Step 4: Pursue a flexible data platform
As many digital health companies learned during the COVID-19 pandemic, enterprise data warehouses are time-consuming to implement, inflexible and sometimes filter out data that’s needed later. That’s why we recommend using a flexible data platform based on fast healthcare interoperability resources (FHIR) standards, along with spec-compliant application programming interfaces around it. One example is "data provenance”—a scalable pipeline that includes different scenarios from various sources without losing sight of its origin and that can support multiple solutions. A flexible data platform makes it possible, for example, to aggregate raw regulated and unstructured data efficiently and quickly into a data lake, allowing for mining and direct analysis with minimal effort. It could also make it possible to ingest and store healthcare patient data in a standard way, without extensive development or configuration.

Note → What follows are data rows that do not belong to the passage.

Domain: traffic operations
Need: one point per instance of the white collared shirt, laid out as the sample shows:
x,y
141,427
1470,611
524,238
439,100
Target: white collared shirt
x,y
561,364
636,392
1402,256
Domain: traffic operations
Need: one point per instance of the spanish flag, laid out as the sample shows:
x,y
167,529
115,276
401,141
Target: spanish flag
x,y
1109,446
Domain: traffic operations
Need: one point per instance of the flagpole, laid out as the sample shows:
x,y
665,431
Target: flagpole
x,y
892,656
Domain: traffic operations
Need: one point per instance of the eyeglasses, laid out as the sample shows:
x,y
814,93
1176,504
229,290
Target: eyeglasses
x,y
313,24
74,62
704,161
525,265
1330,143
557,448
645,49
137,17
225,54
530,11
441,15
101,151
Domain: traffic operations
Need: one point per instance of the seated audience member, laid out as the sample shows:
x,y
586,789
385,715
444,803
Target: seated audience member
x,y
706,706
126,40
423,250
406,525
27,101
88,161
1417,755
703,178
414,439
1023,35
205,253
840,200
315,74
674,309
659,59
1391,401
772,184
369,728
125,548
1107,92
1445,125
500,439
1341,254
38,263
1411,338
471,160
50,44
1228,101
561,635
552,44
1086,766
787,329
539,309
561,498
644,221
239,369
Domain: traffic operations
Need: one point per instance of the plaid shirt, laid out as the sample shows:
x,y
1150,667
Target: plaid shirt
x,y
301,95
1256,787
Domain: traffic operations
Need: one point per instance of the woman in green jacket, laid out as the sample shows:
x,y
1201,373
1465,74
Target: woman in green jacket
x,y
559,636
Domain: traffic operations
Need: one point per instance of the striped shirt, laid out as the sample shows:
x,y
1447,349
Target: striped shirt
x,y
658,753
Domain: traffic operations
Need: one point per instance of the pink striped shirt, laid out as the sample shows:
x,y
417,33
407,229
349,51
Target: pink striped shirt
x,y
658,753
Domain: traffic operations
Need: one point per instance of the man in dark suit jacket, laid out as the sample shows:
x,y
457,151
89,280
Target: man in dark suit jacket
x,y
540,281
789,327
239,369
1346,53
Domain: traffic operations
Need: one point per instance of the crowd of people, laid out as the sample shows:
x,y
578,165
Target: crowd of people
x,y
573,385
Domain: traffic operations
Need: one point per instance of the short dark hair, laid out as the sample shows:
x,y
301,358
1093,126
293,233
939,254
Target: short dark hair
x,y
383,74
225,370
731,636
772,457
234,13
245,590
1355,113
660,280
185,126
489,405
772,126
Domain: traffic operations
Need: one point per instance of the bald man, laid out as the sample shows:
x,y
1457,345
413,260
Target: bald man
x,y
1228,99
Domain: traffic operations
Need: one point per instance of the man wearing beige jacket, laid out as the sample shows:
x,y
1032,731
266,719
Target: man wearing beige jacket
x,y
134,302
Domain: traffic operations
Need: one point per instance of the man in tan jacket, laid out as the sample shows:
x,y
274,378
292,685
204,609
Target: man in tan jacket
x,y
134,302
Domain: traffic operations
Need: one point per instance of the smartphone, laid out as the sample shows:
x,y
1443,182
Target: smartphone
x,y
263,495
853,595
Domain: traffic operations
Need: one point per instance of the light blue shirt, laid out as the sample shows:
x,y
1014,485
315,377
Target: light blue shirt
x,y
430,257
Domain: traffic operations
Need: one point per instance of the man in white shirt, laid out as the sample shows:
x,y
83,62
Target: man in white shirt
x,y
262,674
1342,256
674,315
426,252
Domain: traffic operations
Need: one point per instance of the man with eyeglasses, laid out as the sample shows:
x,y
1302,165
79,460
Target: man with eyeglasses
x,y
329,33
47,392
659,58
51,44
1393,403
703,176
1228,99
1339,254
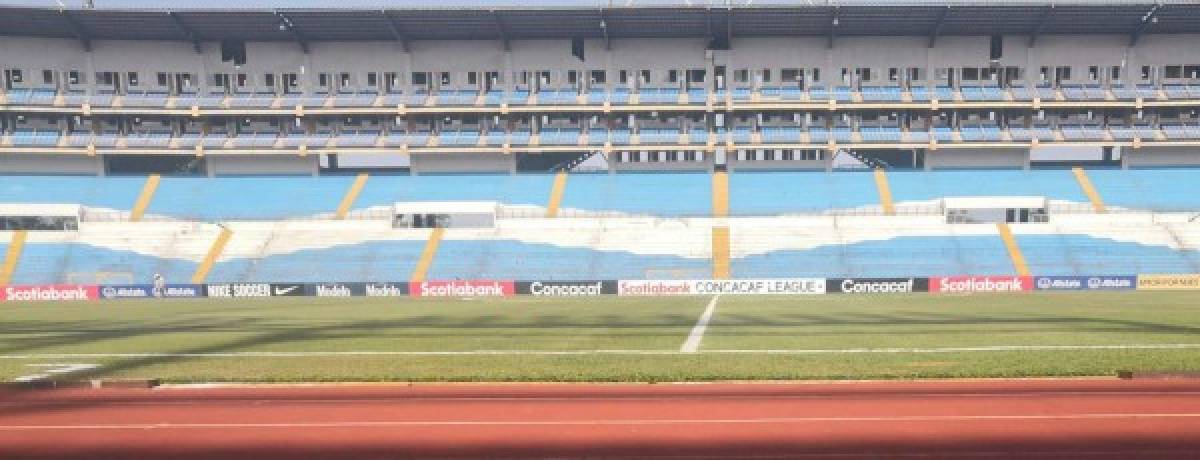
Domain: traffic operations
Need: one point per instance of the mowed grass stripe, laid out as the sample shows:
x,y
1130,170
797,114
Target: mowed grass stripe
x,y
761,338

Step 5: Emphasize diversity, equity and inclusion
A lack of diversity in clinical trials is a recognized problem, but RWD presents opportunities to expand representation from historically underrepresented groups. Insights from RWD can help redraw the uneven map of medical knowledge to include groups that have been systemically excluded from clinical trials around the world. The first step to improving diversity, equity and inclusion efforts is to be mindful of potential biases when reviewing the insights produced by RWD.

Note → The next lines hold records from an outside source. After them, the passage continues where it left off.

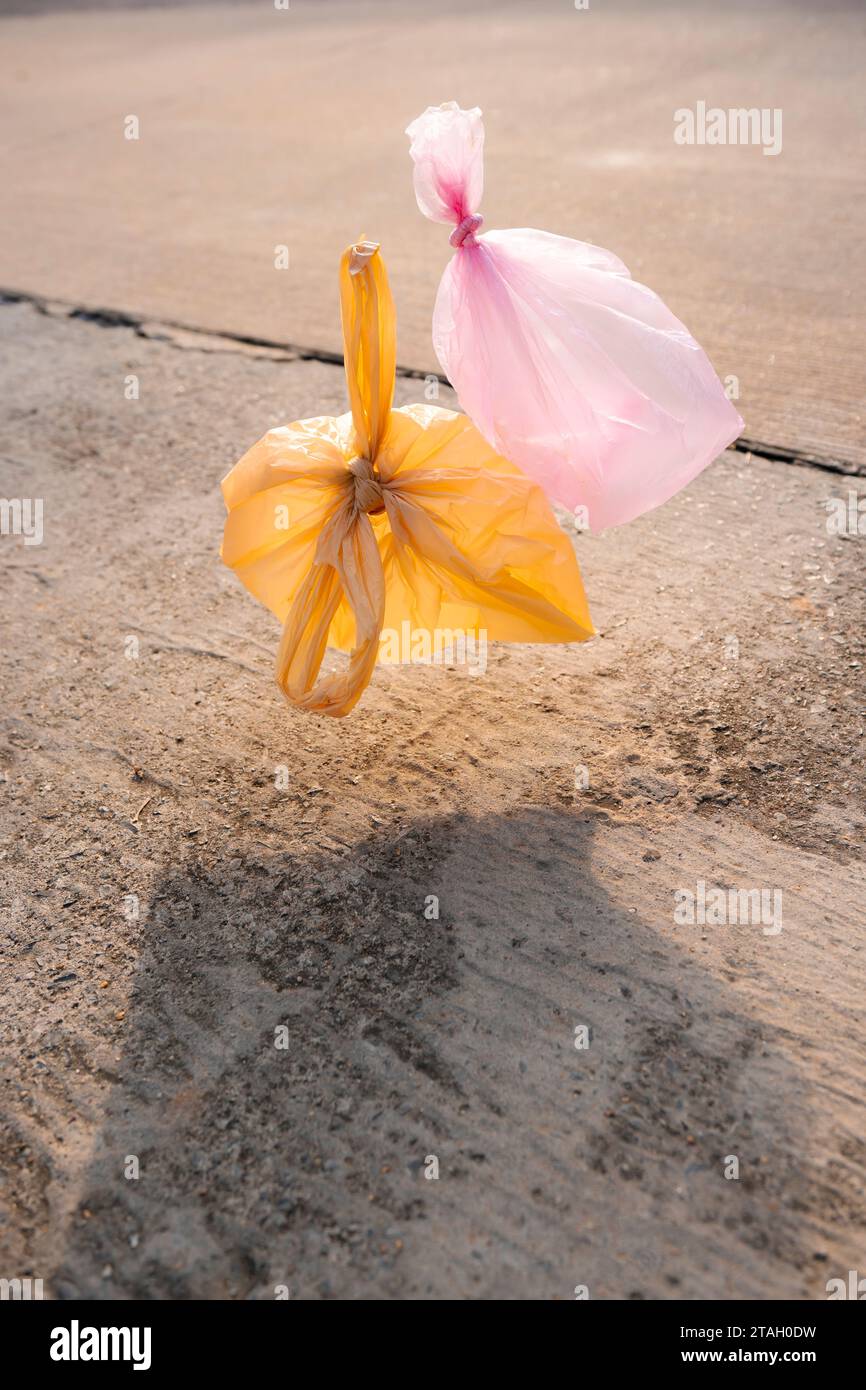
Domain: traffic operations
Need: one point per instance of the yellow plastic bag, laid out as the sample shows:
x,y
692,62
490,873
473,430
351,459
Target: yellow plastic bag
x,y
355,526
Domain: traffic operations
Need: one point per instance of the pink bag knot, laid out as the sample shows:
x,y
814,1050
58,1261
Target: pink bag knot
x,y
466,230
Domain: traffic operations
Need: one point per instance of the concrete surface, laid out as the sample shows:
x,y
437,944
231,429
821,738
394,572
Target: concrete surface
x,y
263,128
720,722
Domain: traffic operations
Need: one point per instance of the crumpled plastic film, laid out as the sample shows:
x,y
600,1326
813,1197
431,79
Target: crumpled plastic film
x,y
346,527
569,367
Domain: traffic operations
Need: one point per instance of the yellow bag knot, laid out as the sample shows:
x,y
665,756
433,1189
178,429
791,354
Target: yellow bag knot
x,y
367,488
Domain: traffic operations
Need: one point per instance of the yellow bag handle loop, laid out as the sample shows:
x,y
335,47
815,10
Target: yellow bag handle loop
x,y
348,563
369,344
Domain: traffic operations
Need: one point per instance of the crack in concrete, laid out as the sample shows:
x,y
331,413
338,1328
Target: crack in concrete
x,y
168,331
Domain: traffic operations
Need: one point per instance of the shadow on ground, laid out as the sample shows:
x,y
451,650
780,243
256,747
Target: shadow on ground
x,y
305,1166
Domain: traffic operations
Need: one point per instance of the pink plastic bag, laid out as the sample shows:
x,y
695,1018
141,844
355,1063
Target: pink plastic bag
x,y
569,367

Step 6: Look beyond existing regulations
Complying with existing regulations is critical, but RWD will require the existing regulatory framework to accommodate new use cases and risks. Digital health companies should look beyond existing regulations and think about how they can be good stewards of patient data. Because regulators assess risks, patients, providers and digital health companies all will benefit from public oversight of the RWD life cycle.
View Figure 1 to learn more about how to extract value from unstructured data.
With unstructured data continuing to become more readily available, using it to produce meaningful RWD will not be a competitive advantage for long—it will become an imperative. As digital health companies move through this new era of clinical trials, it’s more important than ever to thoughtfully consider how to best leverage both regulated and unstructured data.